Estúpidos rollos matrimoniales

¿Cómo has tardado tanto? le preguntó Candi, Cándida, a su flamante marido que acababa de llegar del piso de arriba, adonde había ido en busca de unos huevos prestados, ya que era un devorador de ellos. Y él, silenciosamente se restregó con las dos manos la oreja que se rascaba siempre en los momentos que tenía la mente enturbiada.

Llevaban unos días casados.

Unos cinco o seis, creo, se dijo ella.

Y recordó que había salido de la iglesia colgada de su brazo, sosteniéndola torpón y con mucha desgana.

De pronto, bruscamente, le exigió que le dijera si la quería de verdad verdadera y por fin consiguió que le confesara que se había pasado mucho, muchísimo de lo correcto, porque había estado fornicando con la sucia Púrpura, la de los huevos, la vecina de arriba.

Entonces le chilló que era un degenerado, un puerco que se iba a buscar la cena de ella y se bajaba calzones y calzoncillos ante aquella pécora que seguro le decía que tenía un adorable miembro.

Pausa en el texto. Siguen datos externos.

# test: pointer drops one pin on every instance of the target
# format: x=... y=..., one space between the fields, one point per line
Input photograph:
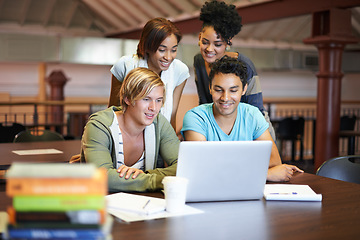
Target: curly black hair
x=229 y=65
x=222 y=17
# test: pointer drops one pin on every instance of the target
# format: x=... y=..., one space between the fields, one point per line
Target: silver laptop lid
x=223 y=171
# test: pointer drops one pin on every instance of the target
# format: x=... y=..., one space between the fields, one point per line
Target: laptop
x=224 y=170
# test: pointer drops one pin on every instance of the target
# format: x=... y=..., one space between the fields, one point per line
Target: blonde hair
x=137 y=84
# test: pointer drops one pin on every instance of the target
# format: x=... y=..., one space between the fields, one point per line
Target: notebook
x=224 y=171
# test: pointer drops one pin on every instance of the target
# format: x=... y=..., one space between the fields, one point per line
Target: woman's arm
x=114 y=92
x=176 y=100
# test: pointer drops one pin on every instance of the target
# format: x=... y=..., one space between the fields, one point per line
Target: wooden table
x=68 y=148
x=336 y=217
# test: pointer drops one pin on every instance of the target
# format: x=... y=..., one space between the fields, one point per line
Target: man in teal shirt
x=226 y=119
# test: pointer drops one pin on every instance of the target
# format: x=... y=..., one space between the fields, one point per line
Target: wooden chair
x=345 y=168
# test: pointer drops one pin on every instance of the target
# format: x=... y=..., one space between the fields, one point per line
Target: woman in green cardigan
x=127 y=140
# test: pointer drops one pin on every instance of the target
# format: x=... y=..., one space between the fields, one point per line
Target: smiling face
x=212 y=46
x=166 y=53
x=144 y=110
x=226 y=91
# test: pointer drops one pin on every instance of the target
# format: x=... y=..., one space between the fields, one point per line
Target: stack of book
x=57 y=201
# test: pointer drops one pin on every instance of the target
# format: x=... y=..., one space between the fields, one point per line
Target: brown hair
x=154 y=33
x=138 y=83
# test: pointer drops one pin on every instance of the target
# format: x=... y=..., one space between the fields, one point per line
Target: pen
x=146 y=204
x=292 y=193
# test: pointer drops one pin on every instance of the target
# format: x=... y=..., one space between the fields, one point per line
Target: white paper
x=129 y=207
x=37 y=151
x=290 y=192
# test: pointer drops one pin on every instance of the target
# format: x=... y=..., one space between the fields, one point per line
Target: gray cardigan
x=97 y=146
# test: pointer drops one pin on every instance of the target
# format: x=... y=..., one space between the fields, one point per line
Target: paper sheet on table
x=37 y=151
x=129 y=207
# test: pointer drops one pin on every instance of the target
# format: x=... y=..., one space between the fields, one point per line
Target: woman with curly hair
x=221 y=22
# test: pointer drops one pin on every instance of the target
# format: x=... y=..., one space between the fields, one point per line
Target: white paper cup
x=175 y=193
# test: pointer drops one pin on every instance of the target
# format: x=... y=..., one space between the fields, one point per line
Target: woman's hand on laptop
x=126 y=171
x=282 y=173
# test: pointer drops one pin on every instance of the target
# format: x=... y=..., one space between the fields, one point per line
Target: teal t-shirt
x=249 y=124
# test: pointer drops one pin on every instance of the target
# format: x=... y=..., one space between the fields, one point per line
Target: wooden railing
x=38 y=114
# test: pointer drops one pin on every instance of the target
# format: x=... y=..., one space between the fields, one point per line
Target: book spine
x=51 y=186
x=55 y=233
x=85 y=217
x=58 y=203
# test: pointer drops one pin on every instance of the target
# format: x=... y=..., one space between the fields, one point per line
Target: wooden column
x=331 y=31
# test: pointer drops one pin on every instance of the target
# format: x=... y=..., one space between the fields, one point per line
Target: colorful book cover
x=104 y=232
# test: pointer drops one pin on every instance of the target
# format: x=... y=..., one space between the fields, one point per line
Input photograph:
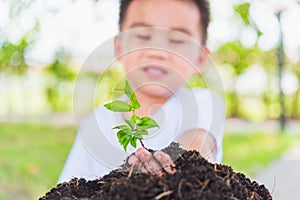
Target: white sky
x=82 y=25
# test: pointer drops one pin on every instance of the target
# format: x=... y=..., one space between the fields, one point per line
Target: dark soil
x=195 y=178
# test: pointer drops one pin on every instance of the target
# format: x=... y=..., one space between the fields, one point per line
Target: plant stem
x=142 y=144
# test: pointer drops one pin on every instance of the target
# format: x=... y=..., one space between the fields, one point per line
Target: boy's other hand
x=156 y=163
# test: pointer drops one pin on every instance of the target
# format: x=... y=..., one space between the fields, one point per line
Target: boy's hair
x=202 y=5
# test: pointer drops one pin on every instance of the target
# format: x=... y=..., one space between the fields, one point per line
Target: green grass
x=249 y=153
x=32 y=156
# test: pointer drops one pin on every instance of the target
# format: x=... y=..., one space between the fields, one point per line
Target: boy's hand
x=156 y=163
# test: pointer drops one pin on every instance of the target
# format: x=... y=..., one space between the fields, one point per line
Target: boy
x=158 y=78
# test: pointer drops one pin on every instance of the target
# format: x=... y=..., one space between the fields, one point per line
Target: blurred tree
x=12 y=56
x=60 y=78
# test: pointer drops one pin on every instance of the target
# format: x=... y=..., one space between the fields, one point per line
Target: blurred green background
x=255 y=46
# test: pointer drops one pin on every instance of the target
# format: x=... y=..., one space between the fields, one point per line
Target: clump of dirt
x=195 y=178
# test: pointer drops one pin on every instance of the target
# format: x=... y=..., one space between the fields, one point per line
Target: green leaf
x=147 y=122
x=135 y=119
x=122 y=134
x=133 y=142
x=142 y=132
x=126 y=141
x=121 y=127
x=138 y=136
x=131 y=95
x=118 y=106
x=130 y=123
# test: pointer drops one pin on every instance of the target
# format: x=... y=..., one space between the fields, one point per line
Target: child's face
x=158 y=72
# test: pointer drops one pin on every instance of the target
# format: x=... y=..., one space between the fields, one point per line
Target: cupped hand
x=156 y=163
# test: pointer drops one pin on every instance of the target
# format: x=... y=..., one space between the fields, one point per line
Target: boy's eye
x=143 y=37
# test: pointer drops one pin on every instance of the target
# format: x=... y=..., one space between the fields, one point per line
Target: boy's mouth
x=155 y=72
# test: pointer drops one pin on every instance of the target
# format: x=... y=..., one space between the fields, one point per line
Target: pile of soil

Su silencio hizo que le gritara más enfurecida, bramando como una salvaje desquiciada: No es posible que te vayas en busca de mi cena y te bajes los calzones ante la primera que te dice que tienes un precioso y apetecible miembro.

Y ahora -prosiguió ella- ponte a hacerme una tortillita con los huevos que te dejó esa pécora. Venga, venga. A trabajar ya y a hacerme la tortillita jugosa con los huevos que te dejó esa maldita Purpurita.

-Venga, venga ya, no alborotes en plan rabanera, le dijo él en tono paternal y ella le sacó la lengua.

Y él le hizo la tortilla y quiso dársela, diciéndole: Un bocadito para ti y otro para mí.

Después, aquella noche, acabaron con casi tres botellas de vino tinto y una de ron y otra de ginebra, y con una bestial borrachera.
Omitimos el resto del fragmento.